E voltamos à questão das emoções. “Na linha desse vulto maior da Psicologia, o médico neurologista William James, ou de neo-jamesianos como o neurocientista português António Damásio, por inconsciente podemos entender os circuitos neuronais em grande medida subcorticais e ligados aos mecanismos que processam a afetividade.” João Carlos Major defende, por isso, que os seres humanos sabem mais do que aquilo que julgam saber por via consciente, sendo que por vezes esse conhecimento “assoma à consciência de uma forma inusitada, quase misteriosa”. E remata afirmando que o “sexto sentido” deve ser encarado pela ciência como algo de “profundamente natural”, visto que os mecanismos que o explicam “são simples e bem conhecidos”. “O cérebro, mormente o ‘pré-frontal’ – a zona que se encontra por detrás da nossa testa – está permanentemente a procurar antecipar no tempo o resultado das nossas ações.”
O “gut feeling” e a inteligência emocional
É também neste contexto que a neuropsicóloga Sara Cavaco chama a atenção para uma outra nuance. “Há informação que é processada pelas vísceras e só depois temos consciência dela.” Aliás, há uma expressão em inglês que remete para isso mesmo. O “gut feeling”, que significa, à letra, sensação nas entranhas, mais não é do que a intuição. A especialista pormenoriza. “As emoções são processadas primeiro fisiologicamente. Já deve ter estado na autoestrada a conduzir e feito uma guinada à direita ou à esquerda por causa de um obstáculo imprevisto. Trata-se de um gesto rápido, automático, em grande parte não consciente. Sente-se aquele friozinho na barriga e só se dá conta do que está a acontecer depois. Tem a ver com isso.
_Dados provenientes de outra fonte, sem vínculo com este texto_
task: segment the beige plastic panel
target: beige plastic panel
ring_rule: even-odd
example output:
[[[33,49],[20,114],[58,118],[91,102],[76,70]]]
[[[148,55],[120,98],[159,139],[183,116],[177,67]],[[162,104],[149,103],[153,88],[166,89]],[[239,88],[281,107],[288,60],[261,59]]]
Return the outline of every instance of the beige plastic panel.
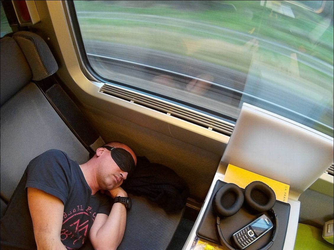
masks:
[[[298,198],[333,163],[333,138],[244,103],[222,158],[290,185]]]

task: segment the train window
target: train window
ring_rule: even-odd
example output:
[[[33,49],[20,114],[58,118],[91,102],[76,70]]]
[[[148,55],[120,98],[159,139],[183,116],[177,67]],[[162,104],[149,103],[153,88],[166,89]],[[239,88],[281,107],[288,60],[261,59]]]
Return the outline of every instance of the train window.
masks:
[[[303,2],[68,4],[96,79],[232,122],[246,102],[333,136],[333,2]]]
[[[5,12],[2,6],[2,1],[0,2],[0,17],[1,17],[1,23],[0,24],[0,37],[3,37],[6,34],[12,32],[12,29],[9,26],[8,21],[6,17]]]

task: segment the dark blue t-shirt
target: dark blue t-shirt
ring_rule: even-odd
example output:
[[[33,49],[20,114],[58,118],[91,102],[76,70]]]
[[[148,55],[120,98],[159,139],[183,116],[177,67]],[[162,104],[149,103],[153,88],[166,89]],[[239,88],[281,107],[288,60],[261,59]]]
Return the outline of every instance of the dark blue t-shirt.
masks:
[[[64,152],[50,150],[29,163],[8,203],[1,221],[2,247],[36,248],[28,206],[28,187],[52,194],[64,203],[60,239],[68,249],[82,245],[97,214],[109,215],[110,211],[108,196],[99,192],[92,195],[79,165]]]

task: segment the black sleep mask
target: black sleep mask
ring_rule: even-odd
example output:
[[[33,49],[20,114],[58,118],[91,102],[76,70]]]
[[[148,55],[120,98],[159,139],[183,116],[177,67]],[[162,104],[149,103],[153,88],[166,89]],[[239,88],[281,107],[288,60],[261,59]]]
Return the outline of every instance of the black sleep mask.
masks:
[[[115,148],[104,146],[102,148],[110,150],[111,157],[123,171],[130,173],[136,166],[132,155],[130,152],[122,148]]]

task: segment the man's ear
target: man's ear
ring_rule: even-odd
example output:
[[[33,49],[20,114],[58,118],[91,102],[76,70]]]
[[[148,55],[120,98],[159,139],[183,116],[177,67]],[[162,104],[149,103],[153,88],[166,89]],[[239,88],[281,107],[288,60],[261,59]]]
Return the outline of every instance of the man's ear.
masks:
[[[96,150],[96,156],[98,157],[102,154],[105,149],[104,148],[99,148]]]

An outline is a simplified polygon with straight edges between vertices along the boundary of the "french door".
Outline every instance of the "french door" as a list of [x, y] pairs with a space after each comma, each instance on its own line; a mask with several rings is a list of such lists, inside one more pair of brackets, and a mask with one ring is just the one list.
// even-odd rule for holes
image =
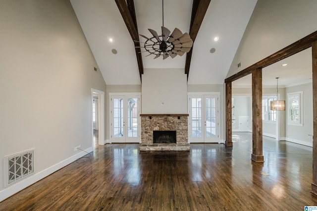
[[218, 96], [189, 95], [189, 142], [218, 143]]
[[140, 95], [111, 95], [112, 143], [140, 143]]

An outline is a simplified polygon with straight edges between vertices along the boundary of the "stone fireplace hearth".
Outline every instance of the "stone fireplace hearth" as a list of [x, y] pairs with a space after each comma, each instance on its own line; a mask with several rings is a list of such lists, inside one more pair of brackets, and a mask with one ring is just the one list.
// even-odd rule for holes
[[[140, 151], [189, 151], [188, 114], [141, 114]], [[176, 143], [154, 143], [155, 131], [176, 131]]]

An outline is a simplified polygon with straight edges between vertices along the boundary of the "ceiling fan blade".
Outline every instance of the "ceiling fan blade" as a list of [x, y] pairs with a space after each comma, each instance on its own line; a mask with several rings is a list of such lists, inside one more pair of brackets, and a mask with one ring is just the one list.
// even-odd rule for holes
[[166, 41], [169, 34], [170, 34], [170, 31], [164, 26], [162, 26], [162, 35], [163, 35], [163, 40], [164, 41]]
[[183, 48], [192, 48], [193, 47], [193, 40], [190, 40], [190, 41], [187, 43], [179, 43], [178, 44], [174, 45], [175, 47], [183, 47]]
[[172, 58], [177, 55], [177, 53], [174, 53], [174, 52], [172, 52], [171, 51], [168, 52], [168, 54], [169, 54], [169, 56], [172, 57]]
[[182, 36], [183, 33], [179, 29], [175, 28], [175, 29], [174, 29], [174, 31], [173, 31], [173, 32], [172, 32], [172, 34], [170, 35], [170, 37], [169, 37], [169, 38], [167, 40], [167, 41], [171, 43], [175, 40], [179, 38]]
[[183, 55], [184, 55], [184, 53], [185, 53], [185, 52], [181, 52], [180, 51], [176, 51], [176, 50], [172, 50], [172, 52], [174, 53], [177, 53], [177, 55], [179, 55], [181, 56], [182, 56]]
[[157, 39], [158, 42], [161, 42], [159, 38], [158, 37], [158, 33], [156, 31], [151, 29], [148, 29], [149, 30], [149, 31], [150, 31], [150, 32], [151, 32], [151, 33], [153, 35], [153, 37], [155, 37], [155, 39]]
[[[146, 36], [144, 36], [143, 35], [141, 35], [141, 34], [139, 34], [139, 35], [140, 35], [140, 36], [141, 36], [142, 37], [144, 37], [144, 38], [148, 40], [149, 40], [150, 41], [153, 42], [153, 43], [155, 43], [154, 41], [153, 41], [152, 40], [150, 39], [150, 38], [149, 38], [148, 37], [147, 37]], [[140, 43], [141, 43], [141, 42], [140, 42]]]
[[163, 54], [163, 60], [165, 59], [168, 57], [168, 53], [167, 53], [166, 52], [164, 52], [164, 54]]
[[158, 53], [158, 54], [157, 54], [157, 55], [155, 56], [155, 57], [154, 57], [154, 59], [157, 58], [158, 58], [159, 57], [159, 56], [160, 55], [160, 52], [159, 52]]
[[176, 51], [180, 51], [181, 52], [188, 53], [191, 49], [191, 48], [175, 47], [174, 48], [174, 49]]
[[172, 42], [172, 43], [174, 45], [178, 44], [179, 43], [187, 43], [188, 42], [190, 42], [191, 40], [190, 36], [186, 32], [184, 33], [182, 36], [178, 38], [177, 40]]

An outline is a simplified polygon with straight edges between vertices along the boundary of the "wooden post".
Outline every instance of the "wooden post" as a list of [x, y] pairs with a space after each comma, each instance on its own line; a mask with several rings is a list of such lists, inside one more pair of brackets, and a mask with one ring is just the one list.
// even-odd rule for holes
[[262, 137], [262, 69], [252, 70], [252, 155], [251, 159], [264, 162]]
[[313, 179], [311, 192], [317, 195], [317, 41], [312, 44], [313, 57]]
[[231, 82], [226, 83], [226, 146], [232, 146], [232, 94]]

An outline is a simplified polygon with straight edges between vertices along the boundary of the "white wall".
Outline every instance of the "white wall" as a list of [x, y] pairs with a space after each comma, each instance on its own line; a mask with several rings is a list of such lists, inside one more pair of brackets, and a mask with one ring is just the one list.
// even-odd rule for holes
[[[249, 132], [252, 130], [252, 124], [251, 121], [252, 113], [251, 97], [250, 96], [233, 96], [234, 108], [233, 109], [235, 122], [232, 122], [232, 131], [233, 132]], [[249, 128], [247, 131], [242, 130], [242, 122], [239, 121], [239, 117], [249, 117]], [[241, 125], [241, 126], [240, 126]]]
[[187, 77], [184, 69], [145, 69], [142, 113], [187, 113]]
[[[309, 83], [286, 88], [287, 93], [303, 91], [303, 126], [292, 125], [287, 123], [287, 109], [286, 112], [286, 141], [304, 145], [313, 146], [313, 84]], [[286, 102], [286, 107], [289, 102]], [[316, 134], [315, 134], [316, 135]]]
[[316, 8], [314, 0], [258, 0], [227, 77], [317, 30]]
[[[245, 107], [247, 106], [247, 105], [244, 105], [242, 106], [240, 106], [241, 107], [245, 107], [245, 108], [239, 108], [237, 109], [243, 109], [243, 113], [242, 115], [244, 115], [246, 113], [247, 113], [247, 115], [249, 116], [249, 124], [250, 125], [250, 127], [249, 128], [249, 130], [250, 131], [252, 131], [252, 102], [251, 101], [251, 96], [252, 95], [252, 90], [250, 88], [232, 88], [232, 95], [233, 97], [234, 98], [234, 104], [235, 104], [235, 105], [236, 104], [244, 104], [244, 103], [240, 102], [240, 101], [245, 101], [246, 100], [245, 100], [244, 98], [241, 98], [242, 97], [244, 98], [249, 98], [250, 103], [248, 106], [248, 108], [247, 109], [247, 107]], [[262, 90], [262, 95], [263, 96], [276, 96], [276, 88], [263, 88]], [[285, 88], [279, 88], [278, 89], [279, 92], [279, 99], [281, 100], [285, 100]], [[237, 108], [236, 108], [237, 109]], [[236, 113], [235, 113], [235, 115], [236, 116], [236, 123], [235, 124], [233, 124], [232, 125], [232, 131], [238, 131], [238, 116], [237, 115], [240, 115], [239, 114], [240, 112], [242, 112], [240, 110], [236, 111]], [[238, 113], [237, 113], [237, 111]], [[281, 137], [280, 139], [280, 140], [285, 140], [285, 111], [277, 111], [278, 112], [278, 115], [279, 116], [279, 136]], [[263, 123], [263, 135], [271, 137], [273, 138], [275, 138], [276, 134], [276, 125], [275, 123], [267, 123], [264, 122]]]
[[[106, 84], [68, 1], [2, 1], [0, 20], [1, 201], [92, 151], [91, 89]], [[33, 148], [35, 173], [5, 187], [4, 157]]]

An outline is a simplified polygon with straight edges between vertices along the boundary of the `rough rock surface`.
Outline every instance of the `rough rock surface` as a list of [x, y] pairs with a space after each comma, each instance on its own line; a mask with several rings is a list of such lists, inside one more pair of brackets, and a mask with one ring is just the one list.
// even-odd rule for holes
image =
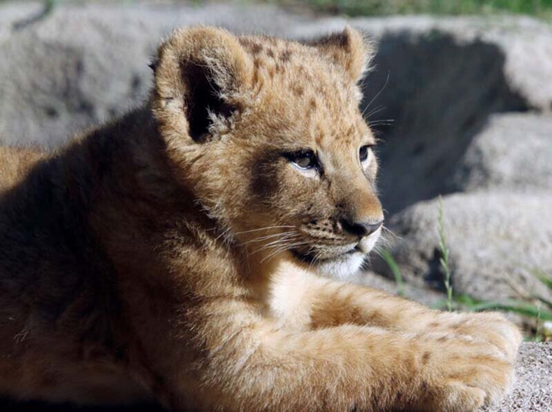
[[[549, 291], [530, 274], [552, 272], [552, 194], [458, 193], [443, 198], [444, 227], [457, 293], [494, 300]], [[419, 202], [389, 223], [400, 240], [391, 249], [407, 281], [443, 288], [438, 200]], [[377, 271], [387, 274], [382, 262]]]
[[493, 114], [460, 159], [455, 185], [463, 192], [494, 188], [549, 192], [551, 159], [552, 116]]
[[513, 389], [489, 412], [552, 411], [552, 343], [522, 345]]

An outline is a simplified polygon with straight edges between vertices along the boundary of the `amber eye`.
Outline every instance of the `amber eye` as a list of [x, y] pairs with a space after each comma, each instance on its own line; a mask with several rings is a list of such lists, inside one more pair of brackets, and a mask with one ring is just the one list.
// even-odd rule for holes
[[371, 145], [362, 146], [358, 151], [358, 157], [361, 162], [365, 162], [368, 158], [368, 150], [371, 147]]
[[288, 157], [295, 166], [304, 170], [313, 169], [318, 166], [316, 155], [311, 150], [291, 153], [288, 155]]

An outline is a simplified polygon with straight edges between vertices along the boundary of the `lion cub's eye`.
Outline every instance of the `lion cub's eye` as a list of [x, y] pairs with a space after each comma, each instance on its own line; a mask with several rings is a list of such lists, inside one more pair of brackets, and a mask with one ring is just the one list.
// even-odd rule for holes
[[358, 157], [361, 162], [365, 162], [368, 159], [368, 150], [372, 145], [365, 145], [362, 146], [358, 151]]
[[291, 153], [288, 155], [288, 158], [299, 169], [308, 169], [318, 167], [316, 155], [311, 150]]

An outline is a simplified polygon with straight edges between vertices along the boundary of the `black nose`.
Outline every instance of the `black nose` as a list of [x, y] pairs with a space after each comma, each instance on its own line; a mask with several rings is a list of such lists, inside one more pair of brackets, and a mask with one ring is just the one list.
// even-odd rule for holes
[[374, 223], [371, 222], [355, 222], [349, 221], [346, 219], [342, 219], [339, 221], [339, 225], [344, 231], [347, 231], [351, 234], [357, 236], [367, 236], [374, 233], [376, 230], [379, 229], [379, 227], [384, 221], [379, 220]]

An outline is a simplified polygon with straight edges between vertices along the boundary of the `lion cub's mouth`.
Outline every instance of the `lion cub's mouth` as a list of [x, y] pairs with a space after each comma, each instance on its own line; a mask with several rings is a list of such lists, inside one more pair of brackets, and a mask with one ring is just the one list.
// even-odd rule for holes
[[324, 262], [335, 260], [339, 259], [340, 258], [346, 257], [347, 256], [352, 255], [353, 254], [366, 254], [361, 251], [359, 245], [354, 245], [353, 247], [348, 249], [346, 251], [342, 251], [340, 253], [336, 253], [335, 254], [323, 256], [317, 256], [317, 254], [311, 251], [303, 253], [297, 249], [291, 249], [291, 253], [295, 256], [295, 258], [302, 262], [308, 263], [309, 265], [315, 262], [322, 263]]

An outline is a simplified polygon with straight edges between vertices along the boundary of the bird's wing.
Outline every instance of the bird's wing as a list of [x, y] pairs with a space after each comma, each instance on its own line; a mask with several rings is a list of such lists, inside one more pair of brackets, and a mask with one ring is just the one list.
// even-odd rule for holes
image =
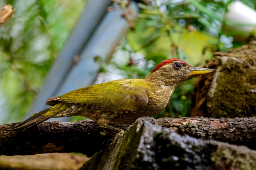
[[147, 104], [148, 90], [132, 81], [119, 80], [90, 86], [62, 95], [60, 100], [120, 113], [135, 110]]

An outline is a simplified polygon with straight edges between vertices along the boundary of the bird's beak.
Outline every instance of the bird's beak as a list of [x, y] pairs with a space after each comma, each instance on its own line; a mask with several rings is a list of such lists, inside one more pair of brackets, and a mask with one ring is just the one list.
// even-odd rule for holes
[[205, 68], [204, 68], [195, 67], [192, 67], [187, 69], [189, 72], [188, 75], [189, 76], [200, 76], [203, 74], [208, 74], [214, 73], [217, 71], [216, 70]]

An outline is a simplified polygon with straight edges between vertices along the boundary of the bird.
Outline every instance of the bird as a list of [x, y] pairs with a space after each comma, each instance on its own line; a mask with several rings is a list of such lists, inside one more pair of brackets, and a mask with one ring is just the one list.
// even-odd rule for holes
[[140, 117], [159, 114], [182, 82], [216, 71], [193, 67], [179, 59], [166, 60], [144, 78], [114, 80], [49, 98], [46, 104], [51, 107], [11, 130], [23, 131], [52, 118], [80, 116], [97, 121], [104, 132], [118, 133], [122, 130], [115, 124], [132, 123]]

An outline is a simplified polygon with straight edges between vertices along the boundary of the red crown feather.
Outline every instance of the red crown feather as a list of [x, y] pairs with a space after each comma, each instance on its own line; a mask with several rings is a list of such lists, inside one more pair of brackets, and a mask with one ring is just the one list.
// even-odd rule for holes
[[152, 73], [155, 72], [163, 65], [169, 64], [174, 61], [179, 61], [182, 63], [183, 64], [183, 65], [188, 65], [188, 64], [187, 63], [186, 63], [185, 62], [184, 62], [183, 60], [179, 60], [179, 59], [177, 59], [176, 58], [168, 59], [168, 60], [164, 60], [158, 64], [157, 65], [157, 66], [154, 69], [154, 70], [152, 71], [151, 72], [151, 73]]

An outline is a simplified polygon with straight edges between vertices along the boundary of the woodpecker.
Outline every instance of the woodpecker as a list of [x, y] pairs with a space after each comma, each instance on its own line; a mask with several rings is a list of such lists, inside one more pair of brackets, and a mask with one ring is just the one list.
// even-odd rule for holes
[[115, 80], [49, 98], [46, 104], [51, 107], [12, 130], [24, 130], [52, 118], [80, 116], [98, 121], [103, 130], [118, 132], [121, 130], [113, 125], [132, 123], [140, 117], [159, 114], [182, 82], [216, 71], [193, 67], [179, 59], [166, 60], [144, 78]]

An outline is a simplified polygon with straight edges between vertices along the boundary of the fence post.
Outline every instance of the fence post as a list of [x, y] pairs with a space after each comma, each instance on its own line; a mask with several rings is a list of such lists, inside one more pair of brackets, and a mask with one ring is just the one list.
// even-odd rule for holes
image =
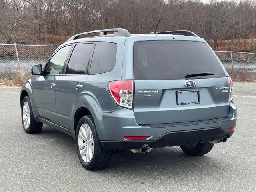
[[232, 65], [232, 73], [233, 74], [233, 80], [235, 80], [235, 74], [234, 72], [234, 66], [233, 66], [233, 54], [232, 52], [230, 52], [230, 54], [231, 55], [231, 64]]
[[18, 54], [18, 50], [17, 50], [17, 46], [16, 46], [16, 43], [14, 43], [14, 47], [15, 48], [15, 52], [16, 52], [16, 56], [17, 57], [17, 60], [18, 60], [18, 64], [19, 65], [19, 70], [20, 70], [20, 74], [21, 76], [21, 70], [20, 68], [20, 60], [19, 59], [19, 55]]

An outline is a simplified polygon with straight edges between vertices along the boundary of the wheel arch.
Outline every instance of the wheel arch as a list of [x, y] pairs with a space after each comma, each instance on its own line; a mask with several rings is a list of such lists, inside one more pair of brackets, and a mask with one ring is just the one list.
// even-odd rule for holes
[[32, 91], [32, 88], [31, 84], [31, 80], [28, 78], [24, 83], [23, 86], [20, 90], [20, 107], [22, 107], [23, 99], [26, 96], [28, 96], [29, 99], [31, 104], [31, 107], [32, 108], [32, 111], [35, 116], [38, 116], [38, 112], [36, 110], [35, 107], [35, 103], [34, 101], [34, 94]]
[[26, 90], [23, 90], [21, 91], [20, 92], [20, 107], [22, 107], [21, 105], [22, 103], [22, 101], [23, 101], [23, 99], [26, 96], [28, 96], [29, 97], [29, 95], [28, 95], [28, 93]]
[[82, 117], [88, 115], [92, 115], [90, 111], [86, 107], [81, 107], [76, 110], [74, 118], [74, 129], [75, 134], [76, 132], [76, 127]]

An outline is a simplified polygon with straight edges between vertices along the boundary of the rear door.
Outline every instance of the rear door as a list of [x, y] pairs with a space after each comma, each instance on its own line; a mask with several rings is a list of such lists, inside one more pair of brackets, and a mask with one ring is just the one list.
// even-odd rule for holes
[[58, 123], [55, 106], [55, 89], [57, 80], [61, 76], [64, 64], [72, 45], [60, 48], [52, 56], [32, 86], [35, 105], [40, 117]]
[[[137, 42], [133, 55], [134, 113], [138, 124], [195, 121], [228, 115], [228, 80], [205, 43]], [[205, 72], [214, 74], [185, 77]]]
[[82, 106], [94, 45], [93, 42], [76, 44], [64, 74], [57, 81], [56, 100], [58, 124], [68, 129], [72, 129], [72, 116]]

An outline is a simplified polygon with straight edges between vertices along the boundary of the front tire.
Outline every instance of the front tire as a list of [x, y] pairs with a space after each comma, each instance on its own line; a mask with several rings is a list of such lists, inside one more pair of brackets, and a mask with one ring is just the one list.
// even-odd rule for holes
[[84, 116], [80, 119], [76, 135], [78, 158], [83, 166], [91, 170], [106, 167], [111, 158], [112, 151], [102, 147], [91, 115]]
[[210, 152], [214, 144], [210, 142], [198, 143], [194, 145], [181, 145], [182, 150], [185, 153], [192, 156], [201, 156]]
[[43, 123], [36, 121], [28, 96], [24, 98], [21, 106], [21, 119], [25, 132], [27, 133], [38, 133], [40, 132], [43, 127]]

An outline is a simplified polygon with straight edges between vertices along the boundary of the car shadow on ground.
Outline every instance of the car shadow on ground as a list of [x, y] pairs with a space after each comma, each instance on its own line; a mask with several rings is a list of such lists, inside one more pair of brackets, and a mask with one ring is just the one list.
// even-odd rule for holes
[[[37, 135], [41, 139], [50, 139], [51, 145], [56, 145], [54, 147], [65, 150], [66, 154], [70, 156], [70, 161], [74, 157], [76, 160], [74, 163], [83, 169], [77, 158], [75, 140], [72, 137], [45, 125]], [[136, 173], [137, 176], [141, 174], [143, 176], [145, 174], [200, 174], [202, 170], [204, 172], [214, 172], [214, 170], [218, 171], [222, 162], [219, 162], [219, 159], [209, 154], [190, 156], [185, 154], [179, 147], [155, 148], [152, 152], [141, 154], [124, 150], [112, 154], [107, 168], [93, 172], [116, 174], [119, 172], [113, 171], [118, 170], [120, 172], [126, 173], [126, 175]]]

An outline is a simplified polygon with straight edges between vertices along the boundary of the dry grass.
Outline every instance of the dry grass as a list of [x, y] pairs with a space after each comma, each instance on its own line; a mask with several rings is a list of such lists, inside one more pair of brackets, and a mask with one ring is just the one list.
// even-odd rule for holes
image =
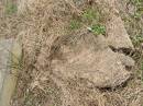
[[[66, 106], [70, 103], [63, 99], [70, 102], [73, 97], [79, 104], [72, 106], [141, 105], [143, 91], [136, 75], [113, 90], [89, 89], [82, 80], [61, 83], [59, 78], [53, 76], [51, 60], [55, 52], [52, 47], [61, 36], [75, 33], [68, 31], [68, 23], [73, 17], [80, 17], [85, 7], [90, 5], [78, 8], [72, 0], [19, 0], [18, 15], [1, 19], [0, 36], [19, 37], [23, 44], [23, 69], [12, 106]], [[85, 31], [85, 26], [81, 28]]]

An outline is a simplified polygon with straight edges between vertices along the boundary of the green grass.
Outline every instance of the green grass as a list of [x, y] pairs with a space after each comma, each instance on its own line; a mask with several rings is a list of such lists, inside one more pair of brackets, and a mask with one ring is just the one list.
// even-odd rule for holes
[[6, 4], [6, 13], [7, 14], [13, 14], [15, 13], [18, 10], [16, 4], [9, 2]]
[[99, 22], [100, 13], [96, 9], [87, 9], [82, 14], [84, 22], [92, 23], [94, 21]]
[[139, 47], [141, 45], [141, 43], [143, 42], [143, 35], [135, 35], [133, 37], [131, 37], [133, 44], [135, 47]]
[[77, 20], [72, 20], [69, 24], [70, 30], [78, 30], [81, 26], [81, 23]]

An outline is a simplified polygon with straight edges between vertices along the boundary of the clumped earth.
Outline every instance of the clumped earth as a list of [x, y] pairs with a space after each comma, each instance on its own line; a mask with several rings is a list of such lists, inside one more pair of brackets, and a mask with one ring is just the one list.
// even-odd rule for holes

As nossas vísceras ajudam-nos a tomar decisões.” O mesmo se pode aplicar ao momento em que conhecemos alguém novo, à sensação de a pessoa nos inspirar ou não confiança. “Tem a ver com as nossas vísceras”, reforça Sara Cavaco, alertando, no entanto, para a possibilidade de estas sensações poderem, por vezes, ser alimentadas por preconceitos.
E afinal, porque é que há pessoas que têm um sexto sentido mais apurado do que outras? “Por causa da inteligência emocional, um tipo de inteligência que permite ler e aceder às emoções para a pessoa se regular a si própria e aos outros e que ajuda a saber lidar com situações emocionais complexas”, esclarece a neuropsicóloga. Ora, é precisamente essa inteligência emocional, a capacidade de perceber as nossas emoções e as dos outros, que acaba por servir de base intuitiva da tomada de decisão.
A falácia dos cinco sentidos
É uma daquelas aprendizagens obrigatórias nos primeiros tempos do universo escolar. O ser humano tem cinco sentidos: visão, audição, paladar, olfato e tato. No entanto, este conceito é falacioso. Quem o garante é José Barros, diretor do Serviço de Neurologia do Centro Hospitalar Universitário do Porto. “A noção de cinco sentidos identifica-os com os órgãos do corpo que sofrem o estímulo ambiental: olho, ouvido, língua, nariz e pele. O conceito neurológico é bem mais vasto e complexo e designa-se por perceção. As perceções não são garantidas por órgãos dos sentidos, mas por redes neuronais complexas, a diferentes níveis do sistema nervoso central e periférico.” Ou seja: sons, imagens, formas, texturas, cheiros, odores complexos “exigem a ativação de conjuntos alargados de recetores, em ação síncrona, captando diferentes atributos dos estímulos, processando-os e transmitindo-os à espinal medula, ao tronco cerebral, ao tálamo e a diferentes áreas dos lobos cerebrais, diretamente ou em sequências”.